Their individual success is actually very similar and can by stated by less for more. Steve squeezed more processing for less power and size. Hermann gave less of the value in just a license not a product for more profit. This is a lesson for all in a large industry and one dominated by large players. There were chipsets creator who were very effective and advanced in doing that and ARM Holding allowed them to do it more efficiently and gain new advancements. Where it's competitors i.e. Intel relied on creating chipsets themselves. It may not have been a large disadvantage for Intel to produce their own but by selling a license instead of product allowed a small company be successful. It is claimed that their collaboration did not schedule its approach to market or management. The failure of Acorn highlights this although it was not critical, better to make industry ventures, evolve for the market and ultimately it was evolved when the market demand was there for RISC licenses. The success of understanding the chipset main value in mobile devices was its largest advancement and meant it's almost immediate roll out by Texas Instruments in Nokia devices which dominated demand at the beginning of the mobile era and led to 95% of the RISC chipset market share being dominated by ARM Holdings and poised to continue this.

This is some way from the latest ML the topic of the debate. A RISC chipset just can do a few procedures maybe calculate your weekly spending you have. Although this RISC chipset has changed and ML is not just about doing many procedures. This is because when many of these RISC chipsets are used and in a structure or network inspired by biology it can do ML much easier. This is demonstrated by Steve 's research project Spinnaker which is replicating 1 % of the brains power and neurones.

Hermann explains that ML is a change a significant because it makes new business models. It does stuff once done by someone can now be automated. ML according to Hermann is significant because it has new business models and can be done in so many more industries. The automation of any recognition from behaviour in Uber by FiveAI a company linked to Hermann to object recognition. Hermann correctly identifies that when this happened before there have been more job creation than losses although those who lost jobs were not those who gained the new jobs. This was again highlighted by a question if we are preparing for this transformation with Steve's answer a simple No. Despite the apparent certainty of ML and its advantages the there still lots uncertainty that's not known. Hermann agrees and describes the perpetual ability of humans to adapt to this uncertainty that makes it possible to incorporate ML to our advantage.

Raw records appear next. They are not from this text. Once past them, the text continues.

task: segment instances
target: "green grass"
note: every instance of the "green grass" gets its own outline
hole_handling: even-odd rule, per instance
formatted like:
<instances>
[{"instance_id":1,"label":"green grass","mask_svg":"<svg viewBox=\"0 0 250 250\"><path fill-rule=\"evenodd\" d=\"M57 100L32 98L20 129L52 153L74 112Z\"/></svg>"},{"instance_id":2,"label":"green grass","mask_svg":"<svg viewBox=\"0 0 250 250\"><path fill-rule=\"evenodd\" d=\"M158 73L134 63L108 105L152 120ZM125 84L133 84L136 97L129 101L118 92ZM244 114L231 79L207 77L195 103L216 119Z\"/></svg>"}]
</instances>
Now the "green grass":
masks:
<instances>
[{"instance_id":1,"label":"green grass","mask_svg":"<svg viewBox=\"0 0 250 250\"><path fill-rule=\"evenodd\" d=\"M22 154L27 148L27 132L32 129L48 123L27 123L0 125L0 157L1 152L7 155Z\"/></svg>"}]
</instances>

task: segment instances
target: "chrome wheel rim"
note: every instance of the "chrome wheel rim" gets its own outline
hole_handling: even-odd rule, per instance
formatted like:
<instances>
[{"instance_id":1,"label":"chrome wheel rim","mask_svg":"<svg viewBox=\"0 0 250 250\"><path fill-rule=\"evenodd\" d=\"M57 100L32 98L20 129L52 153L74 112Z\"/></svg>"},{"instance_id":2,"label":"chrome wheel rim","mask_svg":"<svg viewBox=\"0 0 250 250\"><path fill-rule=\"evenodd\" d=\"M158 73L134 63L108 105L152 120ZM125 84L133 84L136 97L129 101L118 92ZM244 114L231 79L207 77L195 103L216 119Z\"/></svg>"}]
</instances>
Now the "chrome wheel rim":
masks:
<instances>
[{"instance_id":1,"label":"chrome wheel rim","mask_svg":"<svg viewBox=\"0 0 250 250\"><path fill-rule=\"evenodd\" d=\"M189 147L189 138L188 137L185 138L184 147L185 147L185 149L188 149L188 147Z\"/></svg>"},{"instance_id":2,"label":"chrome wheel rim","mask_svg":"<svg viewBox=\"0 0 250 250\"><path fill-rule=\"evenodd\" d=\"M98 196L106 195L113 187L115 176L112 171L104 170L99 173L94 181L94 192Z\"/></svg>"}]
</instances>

So can ML be used to reduce and maybe remove uncertainty i.e predict everything. Can hardware be biologically inspired similar to the Spinnaker project that Steve is leading. Can FiveAI reduce the margin in the probabilities so to automate decisions to a high enough level on decisions that do not matter to us so we can reduce our uncertainty. Maybe quantum computing devices can cope with the reducing of uncertain can we cope with not having the uncertainty.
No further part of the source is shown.